Laurent Guardo et Daniel Lavoie ©Laurent Ulrich

Laurent Guardo et Daniel Lavoie ©Laurent Ulrich

En 2016 Daniel Lavoie donnait un album autobiographique, ou plutôt introspectif, plein d’âme, Mes longs voyages, avec la merveilleuse réinterprétation de la chanson titre, de Félix Leclerc, serai-je assez iconoclaste pour dire que je la préfère à l’originale ? Mais aussi de superbes reprises de Bashung (un La nuit je mens plein de nuances et d’émotion), de Leprest (Une valse pour rien à pleurer d’empathie mélancolique), et deux saluts à Ferré, et pas des moindres, Avec le temps et C’est extra. La dizaine de titres personnels était pleine de surprises, de l’émotion à l’humour, avec son Cimetière des rêves dansant plus léger dans les espoirs perdus, son émouvante Maman chantait les feuilles, ou le spectral Stixx, de son fils Joseph, samplant tant Bashung que Ferré et Leprest, nous conduisant directement dans un au-delà aquatique et rêvé.

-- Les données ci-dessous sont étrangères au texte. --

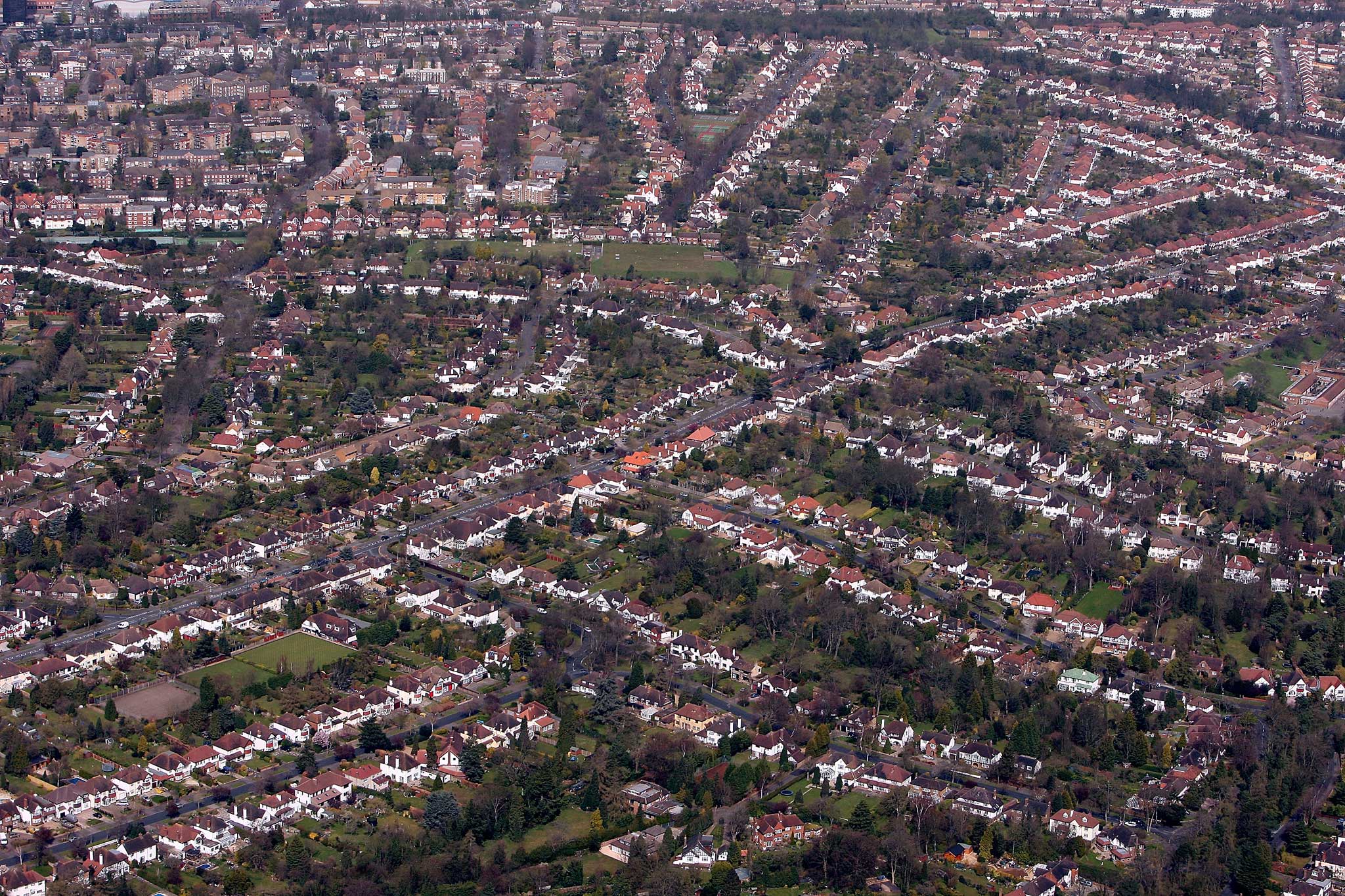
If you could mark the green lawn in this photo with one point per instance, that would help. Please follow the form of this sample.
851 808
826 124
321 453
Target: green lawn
571 824
1099 601
663 263
1271 366
236 671
298 649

Depuis, nous attendions avec impatience un nouvel album, et cette nouvelle collaboration avec Laurent Guardo. Nous avions beaucoup aimé la Licorne captive, sorti en 2014, inspirée de légendes et de musiques renaissance, avec déjà deux emprunts à Rimbaud, Ophélie et le Bal des pendus. Ophélie y flottait sous ses voiles dans une eau putride, dans un sombre marécage. L’ambiance était mystérieuse, mélancolique et rêveuse, et le bal était dissonant, frissonant et macabre à souhait. L’image se formait sans peine devant nos yeux. Le reste de l’album était tout aussi évocateur…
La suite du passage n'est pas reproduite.